Looking Glass Ceiling

When they say being a masked crimefighter is for the young, they don't know how right they are. When I started out in this game, I was just out of my teens: young, pretty and athletic. I dressed in a skimpy costume; my excuse was that it allowed me to move quickly, that it didn't hinder me when I moved. The real reason that I wore it was because I wanted to show off. I liked the attention it brought me, the looks that people gave me as I ran past them in the night. My mentor - the big-shot vigilante - told me that it was demeaning, but I laughed and told him that it was empowering.

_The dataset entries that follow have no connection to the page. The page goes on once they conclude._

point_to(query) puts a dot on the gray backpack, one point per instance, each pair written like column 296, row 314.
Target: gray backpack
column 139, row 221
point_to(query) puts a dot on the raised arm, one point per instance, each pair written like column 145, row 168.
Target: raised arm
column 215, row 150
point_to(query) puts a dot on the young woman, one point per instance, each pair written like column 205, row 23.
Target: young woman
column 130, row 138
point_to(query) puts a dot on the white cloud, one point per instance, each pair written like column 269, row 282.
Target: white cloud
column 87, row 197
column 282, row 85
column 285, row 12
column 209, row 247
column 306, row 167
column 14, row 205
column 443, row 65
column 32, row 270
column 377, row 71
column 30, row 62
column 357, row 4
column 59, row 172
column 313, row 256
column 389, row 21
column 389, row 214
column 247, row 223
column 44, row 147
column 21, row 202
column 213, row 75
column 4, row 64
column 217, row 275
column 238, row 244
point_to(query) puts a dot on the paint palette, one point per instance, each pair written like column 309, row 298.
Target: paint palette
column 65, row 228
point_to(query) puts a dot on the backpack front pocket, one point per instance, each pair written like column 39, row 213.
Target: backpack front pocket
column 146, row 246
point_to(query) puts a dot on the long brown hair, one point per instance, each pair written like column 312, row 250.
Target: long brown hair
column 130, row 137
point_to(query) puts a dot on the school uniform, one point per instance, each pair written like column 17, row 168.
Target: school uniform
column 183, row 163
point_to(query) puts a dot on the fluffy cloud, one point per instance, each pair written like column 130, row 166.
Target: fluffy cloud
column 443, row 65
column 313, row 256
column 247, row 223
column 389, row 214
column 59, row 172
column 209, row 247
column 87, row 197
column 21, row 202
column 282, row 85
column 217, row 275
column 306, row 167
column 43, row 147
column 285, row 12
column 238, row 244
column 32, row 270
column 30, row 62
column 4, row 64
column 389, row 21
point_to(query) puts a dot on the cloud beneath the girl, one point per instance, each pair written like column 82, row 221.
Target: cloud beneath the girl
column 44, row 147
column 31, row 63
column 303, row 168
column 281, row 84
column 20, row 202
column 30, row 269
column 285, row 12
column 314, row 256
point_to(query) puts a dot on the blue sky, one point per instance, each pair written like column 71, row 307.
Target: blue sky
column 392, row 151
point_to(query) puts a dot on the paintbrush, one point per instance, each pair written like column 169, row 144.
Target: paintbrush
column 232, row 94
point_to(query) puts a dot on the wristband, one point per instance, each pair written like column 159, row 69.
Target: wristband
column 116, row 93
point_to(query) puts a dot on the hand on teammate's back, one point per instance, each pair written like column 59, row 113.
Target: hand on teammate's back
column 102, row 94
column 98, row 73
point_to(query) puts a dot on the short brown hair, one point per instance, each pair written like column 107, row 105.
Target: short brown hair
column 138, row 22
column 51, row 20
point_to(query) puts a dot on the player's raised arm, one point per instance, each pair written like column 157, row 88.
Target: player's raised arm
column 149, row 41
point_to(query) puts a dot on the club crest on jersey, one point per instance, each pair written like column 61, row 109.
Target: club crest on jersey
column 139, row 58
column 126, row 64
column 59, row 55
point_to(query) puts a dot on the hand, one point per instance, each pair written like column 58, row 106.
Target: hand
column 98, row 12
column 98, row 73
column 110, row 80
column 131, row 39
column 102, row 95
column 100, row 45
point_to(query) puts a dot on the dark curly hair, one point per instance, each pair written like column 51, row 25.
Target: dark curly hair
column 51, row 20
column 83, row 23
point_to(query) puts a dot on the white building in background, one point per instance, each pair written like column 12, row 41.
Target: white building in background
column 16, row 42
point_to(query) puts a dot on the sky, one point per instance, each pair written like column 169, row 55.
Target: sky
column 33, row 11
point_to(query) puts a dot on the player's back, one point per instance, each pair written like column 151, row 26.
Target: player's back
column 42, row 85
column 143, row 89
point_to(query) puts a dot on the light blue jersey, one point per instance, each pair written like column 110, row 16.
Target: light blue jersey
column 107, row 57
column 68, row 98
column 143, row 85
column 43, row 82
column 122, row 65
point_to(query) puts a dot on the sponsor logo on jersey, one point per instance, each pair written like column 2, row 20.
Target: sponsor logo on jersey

Then, one day, I looked in the mirror. My mentor had died, the victim of some two-bit punk with a gun bought from a back-street dealer. I went to the funeral, then I cried for a week. When I put the costume back on, it didn't look right. It made me look like an innocent kid, straight out of suburbia. It didn't reflect how I had grown, matured and changed over the years. If I wanted people to take me seriously, I had to move out from under my mentor's shadow.

So, I dressed like a man. I hid myself beneath armour and a mask. I covered my eyes with reflective lenses and pulled a hood over my head. Then I hit the streets again. This time there was no wise-cracking, no playing games. This time I meant business. I wanted to strike fear into the hearts of those who would do wrong, to make sure that they would wake up in the middle of the night screaming my name in terror. Most of all, I wanted to make them pay for what they had done to their victims, what they had done to my mentor and - most of all - what they had done to me.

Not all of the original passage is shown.